Clemens Schmale hat seinen persönlichen Handelsstil seit den 1990er Jahren an der Börse entwickelt.

Dieser gründet auf zwei Säulen: ein anderer Analyseansatz und andere Basiswerte. Mit anders ist vor allem die Kombination aus Global Makro, fundamentaler Analyse und Chartanalyse sowie Zukunftstrends gemeint. Während Fundamentaldaten und Makrotrends bestimmen, was konkret gehandelt wird, verlässt sich Schmale beim Timing auf die Chartanalyse. Er handelt alle Anlageklassen, wobei er sich größtenteils auf Werte konzentriert, die nicht „Mainstream“ sind. Diese Märkte sind weniger effizient als andere und ermöglichen so hohes Renditepotenzial. Sie sind damit allerdings auch spekulativer als hochliquide Märkte.
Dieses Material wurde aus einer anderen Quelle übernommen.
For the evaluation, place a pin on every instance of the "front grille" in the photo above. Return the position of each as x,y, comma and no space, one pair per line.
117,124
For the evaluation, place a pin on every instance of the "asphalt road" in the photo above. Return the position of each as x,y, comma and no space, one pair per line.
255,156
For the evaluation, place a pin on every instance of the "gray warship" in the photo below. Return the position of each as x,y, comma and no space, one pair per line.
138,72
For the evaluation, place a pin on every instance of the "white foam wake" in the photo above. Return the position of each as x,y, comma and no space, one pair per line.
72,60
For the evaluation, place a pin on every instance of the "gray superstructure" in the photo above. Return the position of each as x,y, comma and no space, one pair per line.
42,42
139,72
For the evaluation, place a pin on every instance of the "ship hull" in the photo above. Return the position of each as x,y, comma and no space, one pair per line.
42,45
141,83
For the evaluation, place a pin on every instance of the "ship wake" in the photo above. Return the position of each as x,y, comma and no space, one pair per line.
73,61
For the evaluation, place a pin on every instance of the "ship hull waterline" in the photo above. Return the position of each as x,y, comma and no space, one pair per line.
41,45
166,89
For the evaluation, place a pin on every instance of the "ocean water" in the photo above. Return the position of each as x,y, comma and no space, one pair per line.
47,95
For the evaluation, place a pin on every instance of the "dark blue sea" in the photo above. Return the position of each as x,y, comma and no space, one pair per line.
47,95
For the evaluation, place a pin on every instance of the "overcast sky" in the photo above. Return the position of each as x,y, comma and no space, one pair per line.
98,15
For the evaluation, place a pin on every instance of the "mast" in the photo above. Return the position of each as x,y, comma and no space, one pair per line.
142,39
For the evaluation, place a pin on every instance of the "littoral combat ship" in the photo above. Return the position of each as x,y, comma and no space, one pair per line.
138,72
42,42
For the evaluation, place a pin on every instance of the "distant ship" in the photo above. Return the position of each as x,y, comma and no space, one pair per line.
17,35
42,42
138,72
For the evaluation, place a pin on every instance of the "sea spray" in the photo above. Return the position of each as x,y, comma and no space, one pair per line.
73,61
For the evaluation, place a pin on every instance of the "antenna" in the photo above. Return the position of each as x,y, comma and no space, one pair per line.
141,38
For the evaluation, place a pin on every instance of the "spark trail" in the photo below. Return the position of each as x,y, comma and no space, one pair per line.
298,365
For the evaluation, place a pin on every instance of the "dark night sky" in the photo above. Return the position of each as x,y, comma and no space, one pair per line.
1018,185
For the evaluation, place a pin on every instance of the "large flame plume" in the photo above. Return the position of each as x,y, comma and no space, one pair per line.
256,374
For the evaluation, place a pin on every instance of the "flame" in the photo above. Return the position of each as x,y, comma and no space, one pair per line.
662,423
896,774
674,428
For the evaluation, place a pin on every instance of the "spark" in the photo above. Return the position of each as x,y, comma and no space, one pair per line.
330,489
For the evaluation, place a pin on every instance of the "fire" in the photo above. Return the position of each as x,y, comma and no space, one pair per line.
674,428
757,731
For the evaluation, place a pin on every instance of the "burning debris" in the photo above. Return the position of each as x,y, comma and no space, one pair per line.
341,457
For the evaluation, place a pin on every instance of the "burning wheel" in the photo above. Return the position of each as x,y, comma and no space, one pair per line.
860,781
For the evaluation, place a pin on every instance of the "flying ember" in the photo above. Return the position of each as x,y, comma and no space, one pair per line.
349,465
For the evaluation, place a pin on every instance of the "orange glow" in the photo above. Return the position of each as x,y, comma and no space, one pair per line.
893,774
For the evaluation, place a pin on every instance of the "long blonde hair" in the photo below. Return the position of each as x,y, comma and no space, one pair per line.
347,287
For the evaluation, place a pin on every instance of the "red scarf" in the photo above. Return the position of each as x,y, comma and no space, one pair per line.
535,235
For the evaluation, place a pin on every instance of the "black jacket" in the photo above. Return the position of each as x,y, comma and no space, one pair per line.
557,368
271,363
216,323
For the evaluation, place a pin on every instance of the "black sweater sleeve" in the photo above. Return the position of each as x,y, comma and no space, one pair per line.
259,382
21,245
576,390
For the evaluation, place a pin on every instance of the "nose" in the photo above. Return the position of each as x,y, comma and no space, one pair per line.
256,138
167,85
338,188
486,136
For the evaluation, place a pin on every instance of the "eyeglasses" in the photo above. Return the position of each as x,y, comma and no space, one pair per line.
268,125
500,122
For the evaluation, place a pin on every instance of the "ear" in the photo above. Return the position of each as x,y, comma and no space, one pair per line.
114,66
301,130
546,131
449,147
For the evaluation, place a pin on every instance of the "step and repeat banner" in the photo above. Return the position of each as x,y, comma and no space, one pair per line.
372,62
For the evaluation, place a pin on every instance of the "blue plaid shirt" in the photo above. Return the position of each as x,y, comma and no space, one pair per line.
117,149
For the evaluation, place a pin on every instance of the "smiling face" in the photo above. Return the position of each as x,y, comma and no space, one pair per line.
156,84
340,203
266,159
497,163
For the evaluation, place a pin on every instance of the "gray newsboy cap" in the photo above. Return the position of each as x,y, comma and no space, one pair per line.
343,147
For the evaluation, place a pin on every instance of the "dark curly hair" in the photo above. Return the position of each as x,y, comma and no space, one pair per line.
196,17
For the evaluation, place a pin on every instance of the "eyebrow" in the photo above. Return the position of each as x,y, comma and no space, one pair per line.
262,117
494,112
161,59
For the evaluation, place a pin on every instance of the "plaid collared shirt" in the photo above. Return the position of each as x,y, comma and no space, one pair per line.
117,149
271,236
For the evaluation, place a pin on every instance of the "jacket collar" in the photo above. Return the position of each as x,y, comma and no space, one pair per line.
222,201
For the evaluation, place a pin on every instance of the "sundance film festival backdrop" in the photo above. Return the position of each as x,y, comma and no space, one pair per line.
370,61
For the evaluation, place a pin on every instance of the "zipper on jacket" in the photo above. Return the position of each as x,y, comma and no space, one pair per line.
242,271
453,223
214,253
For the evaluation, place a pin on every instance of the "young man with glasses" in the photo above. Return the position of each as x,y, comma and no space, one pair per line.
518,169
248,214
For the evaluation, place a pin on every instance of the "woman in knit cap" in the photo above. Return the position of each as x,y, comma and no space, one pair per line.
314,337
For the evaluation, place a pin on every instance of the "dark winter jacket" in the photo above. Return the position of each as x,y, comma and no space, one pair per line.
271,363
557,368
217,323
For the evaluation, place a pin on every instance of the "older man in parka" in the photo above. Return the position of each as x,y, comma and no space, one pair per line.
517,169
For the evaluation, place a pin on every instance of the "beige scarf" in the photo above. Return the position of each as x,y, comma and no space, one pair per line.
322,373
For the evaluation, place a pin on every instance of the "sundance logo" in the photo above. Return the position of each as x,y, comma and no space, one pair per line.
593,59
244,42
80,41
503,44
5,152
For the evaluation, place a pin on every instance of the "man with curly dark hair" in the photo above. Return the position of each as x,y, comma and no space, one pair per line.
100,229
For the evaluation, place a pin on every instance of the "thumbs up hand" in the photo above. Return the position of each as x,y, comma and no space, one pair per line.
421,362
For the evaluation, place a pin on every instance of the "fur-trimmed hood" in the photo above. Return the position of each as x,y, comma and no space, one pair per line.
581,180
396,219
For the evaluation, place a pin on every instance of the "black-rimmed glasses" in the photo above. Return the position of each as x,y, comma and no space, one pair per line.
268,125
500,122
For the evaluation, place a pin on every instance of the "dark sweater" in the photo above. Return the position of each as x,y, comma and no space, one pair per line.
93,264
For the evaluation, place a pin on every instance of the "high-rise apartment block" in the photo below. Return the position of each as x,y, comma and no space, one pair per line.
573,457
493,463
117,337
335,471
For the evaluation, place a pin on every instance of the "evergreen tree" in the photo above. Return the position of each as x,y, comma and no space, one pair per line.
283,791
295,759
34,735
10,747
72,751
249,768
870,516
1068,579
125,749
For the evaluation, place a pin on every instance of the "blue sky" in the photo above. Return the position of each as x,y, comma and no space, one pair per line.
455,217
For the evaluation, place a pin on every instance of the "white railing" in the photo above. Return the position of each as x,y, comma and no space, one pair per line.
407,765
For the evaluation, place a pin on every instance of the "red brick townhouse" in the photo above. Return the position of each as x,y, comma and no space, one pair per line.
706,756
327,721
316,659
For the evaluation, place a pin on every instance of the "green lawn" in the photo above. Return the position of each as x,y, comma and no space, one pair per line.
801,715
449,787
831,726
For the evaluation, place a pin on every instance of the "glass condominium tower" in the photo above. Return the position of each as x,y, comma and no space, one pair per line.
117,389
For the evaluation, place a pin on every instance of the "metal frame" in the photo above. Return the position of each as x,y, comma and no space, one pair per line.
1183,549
Die Haltedauer einzelner Positionen variiert nach Anlageklasse, beträgt jedoch meist mehrere Tage, oft auch Wochen oder Monate.

Rohstoffe, Währungen und Volatilität handelt er aktiv, in Aktien und Anleihen investiert er eher langfristig. Die Basiswerte werden direkt – auch über Futures – oder über CFDs gehandelt, in Ausnahmefällen über Optionen und Zertifikate.